Kegiatan pelestarian tari tradisional dilakukan di berbagai tempat latihan seni dan sekolah di Aceh. Kamis, 04/06/2026. Program ini berlangsung secara rutin sepanjang tahun untuk memperkenalkan tarian daerah kepada generasi muda sejak dini.
Menurut para pelatih tari, generasi muda memiliki peran penting dalam menjaga budaya daerah. Hal ini karena mereka akan menjadi penerus yang dapat mengenalkan tarian tradisional kepada masyarakat luas.
Salah satu generasi muda yang aktif dalam kegiatan tersebut adalah Aditya Maulana (19). Ia mengikuti latihan tari tradisional di sebuah tempat latihan seni karena ingin mempelajari sekaligus melestarikan budaya Aceh.

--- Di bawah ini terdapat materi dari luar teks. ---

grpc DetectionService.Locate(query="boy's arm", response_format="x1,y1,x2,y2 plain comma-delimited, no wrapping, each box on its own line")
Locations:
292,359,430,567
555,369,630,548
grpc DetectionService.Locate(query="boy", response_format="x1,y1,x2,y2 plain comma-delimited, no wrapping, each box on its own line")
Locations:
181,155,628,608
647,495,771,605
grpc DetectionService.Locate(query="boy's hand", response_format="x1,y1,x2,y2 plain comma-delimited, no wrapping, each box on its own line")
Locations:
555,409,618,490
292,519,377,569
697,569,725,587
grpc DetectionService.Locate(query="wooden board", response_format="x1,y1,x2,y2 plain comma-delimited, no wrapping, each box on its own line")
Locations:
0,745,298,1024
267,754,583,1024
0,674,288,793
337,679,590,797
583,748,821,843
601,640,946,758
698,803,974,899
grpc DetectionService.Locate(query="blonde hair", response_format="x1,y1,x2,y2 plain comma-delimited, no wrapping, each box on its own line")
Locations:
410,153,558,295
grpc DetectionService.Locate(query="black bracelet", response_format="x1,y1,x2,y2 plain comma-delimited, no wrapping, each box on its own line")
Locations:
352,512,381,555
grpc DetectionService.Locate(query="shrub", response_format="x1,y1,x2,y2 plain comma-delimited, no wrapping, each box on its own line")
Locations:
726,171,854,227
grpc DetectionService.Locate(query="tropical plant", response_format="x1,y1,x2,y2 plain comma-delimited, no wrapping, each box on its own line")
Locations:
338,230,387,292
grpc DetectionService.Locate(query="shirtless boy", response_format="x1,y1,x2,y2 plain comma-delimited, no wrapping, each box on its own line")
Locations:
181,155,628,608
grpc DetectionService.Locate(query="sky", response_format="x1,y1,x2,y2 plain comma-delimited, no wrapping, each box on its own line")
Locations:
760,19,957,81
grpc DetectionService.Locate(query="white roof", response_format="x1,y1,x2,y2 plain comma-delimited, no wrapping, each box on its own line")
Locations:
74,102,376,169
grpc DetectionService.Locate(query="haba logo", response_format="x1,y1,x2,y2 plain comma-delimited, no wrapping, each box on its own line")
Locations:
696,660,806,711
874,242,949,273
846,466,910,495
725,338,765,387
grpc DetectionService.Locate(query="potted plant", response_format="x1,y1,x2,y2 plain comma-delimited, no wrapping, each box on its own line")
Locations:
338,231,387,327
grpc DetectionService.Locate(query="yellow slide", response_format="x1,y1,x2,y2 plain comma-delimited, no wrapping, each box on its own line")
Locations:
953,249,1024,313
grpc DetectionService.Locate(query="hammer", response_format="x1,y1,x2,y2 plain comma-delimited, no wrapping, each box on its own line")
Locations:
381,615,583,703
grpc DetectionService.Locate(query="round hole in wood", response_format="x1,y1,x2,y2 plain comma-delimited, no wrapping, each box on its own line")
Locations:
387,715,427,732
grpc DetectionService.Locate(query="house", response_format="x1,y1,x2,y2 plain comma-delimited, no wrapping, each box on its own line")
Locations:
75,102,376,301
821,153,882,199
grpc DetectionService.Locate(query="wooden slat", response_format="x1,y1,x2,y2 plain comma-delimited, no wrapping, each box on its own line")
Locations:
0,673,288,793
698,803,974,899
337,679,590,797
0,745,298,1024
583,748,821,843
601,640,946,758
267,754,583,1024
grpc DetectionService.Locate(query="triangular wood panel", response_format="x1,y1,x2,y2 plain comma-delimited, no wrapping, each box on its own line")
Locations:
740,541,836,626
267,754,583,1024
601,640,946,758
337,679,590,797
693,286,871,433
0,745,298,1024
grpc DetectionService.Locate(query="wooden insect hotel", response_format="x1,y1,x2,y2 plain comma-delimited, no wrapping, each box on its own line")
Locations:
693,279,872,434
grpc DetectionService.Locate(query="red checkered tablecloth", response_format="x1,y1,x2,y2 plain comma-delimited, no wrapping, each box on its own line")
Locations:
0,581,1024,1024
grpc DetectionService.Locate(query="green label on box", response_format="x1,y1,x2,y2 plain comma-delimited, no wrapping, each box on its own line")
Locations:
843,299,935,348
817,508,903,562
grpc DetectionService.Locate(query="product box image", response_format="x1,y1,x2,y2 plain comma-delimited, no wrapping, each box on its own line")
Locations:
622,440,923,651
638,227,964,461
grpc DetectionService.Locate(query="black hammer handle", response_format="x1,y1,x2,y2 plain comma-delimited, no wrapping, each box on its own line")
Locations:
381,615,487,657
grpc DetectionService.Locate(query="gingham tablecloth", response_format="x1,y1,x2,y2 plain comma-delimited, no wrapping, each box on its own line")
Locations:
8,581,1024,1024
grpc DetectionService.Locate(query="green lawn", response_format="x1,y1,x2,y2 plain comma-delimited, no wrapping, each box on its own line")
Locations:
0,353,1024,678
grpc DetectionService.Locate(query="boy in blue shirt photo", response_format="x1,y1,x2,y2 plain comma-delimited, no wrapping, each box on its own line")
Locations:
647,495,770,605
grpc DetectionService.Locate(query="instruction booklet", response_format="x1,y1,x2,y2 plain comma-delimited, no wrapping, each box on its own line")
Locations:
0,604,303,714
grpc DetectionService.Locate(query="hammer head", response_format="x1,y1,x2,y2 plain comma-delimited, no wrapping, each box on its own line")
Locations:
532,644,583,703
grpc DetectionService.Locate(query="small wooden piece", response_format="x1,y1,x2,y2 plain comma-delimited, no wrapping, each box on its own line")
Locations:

“Saya belajar tari tradisional karena ingin menjaga budaya daerah agar tidak hilang. Selain itu, saya juga ingin memperkenalkan tarian Aceh kepada teman-teman dan masyarakat,” ujar Aditya Maulana saat diwawancarai.
Melalui latihan rutin dan berbagai pertunjukan budaya, generasi muda dapat membantu menjaga keberadaan tarian tradisional Aceh. Dengan dukungan masyarakat dan pemerintah, budaya daerah diharapkan tetap dikenal oleh generasi berikutnya.